It’s this (new) patriarchy victim narrative (despite all the evidence of women being on top) that is the basis of the (old) feminists’ (so far failing) resistance to transgender self-identification.

After decades of insisting that men and women must be the same and interchangeable, transgenders have taken them at their word and invaded their woman’s space! It is Ground Zero moment. Feminist chickens have come home to roost. Are we the same or are we different? You can’t have it both ways. 

But it’s where devaluing maternity – making the one role that is unique to women signify nothing and regarding it as little more than an impediment – has led to.

Women have allowed millennia of suffering the pain, risk and death involved in childbirth and child rearing, as well as the fulfilment and joy, to be reduced to nothing.

Can you imagine this casual relegation of motherhood and its social role 50 years ago, when mothers, matrons and matriarchs were still linchpins of family and communities and more, and were listened to and respected as such? Now any so left not working are treated as third-class citizens. What’s happened to diversity here?
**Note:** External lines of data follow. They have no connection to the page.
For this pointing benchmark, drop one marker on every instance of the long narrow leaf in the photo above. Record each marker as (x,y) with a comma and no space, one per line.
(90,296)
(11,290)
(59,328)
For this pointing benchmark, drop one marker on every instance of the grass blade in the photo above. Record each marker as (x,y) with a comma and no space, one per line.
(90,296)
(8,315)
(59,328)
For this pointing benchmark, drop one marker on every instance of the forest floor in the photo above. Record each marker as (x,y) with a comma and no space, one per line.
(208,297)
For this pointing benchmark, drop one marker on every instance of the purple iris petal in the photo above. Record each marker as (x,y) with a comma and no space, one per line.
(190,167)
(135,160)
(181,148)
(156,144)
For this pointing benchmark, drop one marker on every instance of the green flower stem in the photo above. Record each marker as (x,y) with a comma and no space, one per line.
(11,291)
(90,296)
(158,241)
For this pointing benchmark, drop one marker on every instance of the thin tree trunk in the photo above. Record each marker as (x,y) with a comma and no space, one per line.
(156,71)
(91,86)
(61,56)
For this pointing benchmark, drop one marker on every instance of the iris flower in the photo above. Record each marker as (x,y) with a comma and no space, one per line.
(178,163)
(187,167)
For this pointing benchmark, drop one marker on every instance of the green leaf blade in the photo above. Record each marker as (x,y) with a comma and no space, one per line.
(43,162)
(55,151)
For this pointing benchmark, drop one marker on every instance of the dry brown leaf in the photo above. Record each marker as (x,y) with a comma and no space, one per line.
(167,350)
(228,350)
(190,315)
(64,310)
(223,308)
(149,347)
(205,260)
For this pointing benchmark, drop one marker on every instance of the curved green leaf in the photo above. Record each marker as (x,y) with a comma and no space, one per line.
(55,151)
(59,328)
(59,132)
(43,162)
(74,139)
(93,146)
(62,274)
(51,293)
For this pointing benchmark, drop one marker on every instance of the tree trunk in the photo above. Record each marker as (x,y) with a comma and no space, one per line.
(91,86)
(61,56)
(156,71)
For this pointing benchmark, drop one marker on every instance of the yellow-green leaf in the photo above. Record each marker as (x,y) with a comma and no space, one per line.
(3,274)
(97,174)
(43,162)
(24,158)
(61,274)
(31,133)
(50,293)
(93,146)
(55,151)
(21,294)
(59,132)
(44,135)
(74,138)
It is ironic that the feminists who deplored the stay at home mum now find themselves on the back foot in hiding, in back rooms in Oxford, trying to protect their femaleness with no one really listening to them. Least of all their Labour Party alma mater.

But the attempt to make women like men, the determination to ape men, believing this would bring them all the closer to equality, was destined to fail. Yet it is the idea that has shaped everything, most of all, that all that matters for women is their position in the public sphere, that all that matters, status wise, is work. Feminists’ determination to demote motherhood, to subordinate women’s prior commitment to relationships, family and child rearing, to the male obsession of work, has denied the relevance of sexual differences.

So once again changes to family life that are little short of revolutionary and that should concern women deeply, receive no attention on IWD; anymore than they ever did. Beyond demands for evermore parent outsourcing, evermore childcare provision for ever younger babies; or beyond complaints about its economic costs while the hidden costs, like infants’ ‘speech unreadiness’ for school, they are ignored. (At what point was it forgotten that learning to talk starts before the first word is uttered and that a baby learns most effectively when its feelings are involved in an intimate and secure relationship with its mother?)

You’d think the huge number of fatherless children – no sooner mentioned than passed over – would worry women. This is never addressed by IWD. No more than is the ongoing catastrophe of so many single-mother led, state-dependent households. Denial remains the order of the day. As for the rising abortion rate, well that apparently is good news while fall in conceptions and the delayed age for childbirth are a feminist problem only in so far as the fool proof technological solution is yet to be found.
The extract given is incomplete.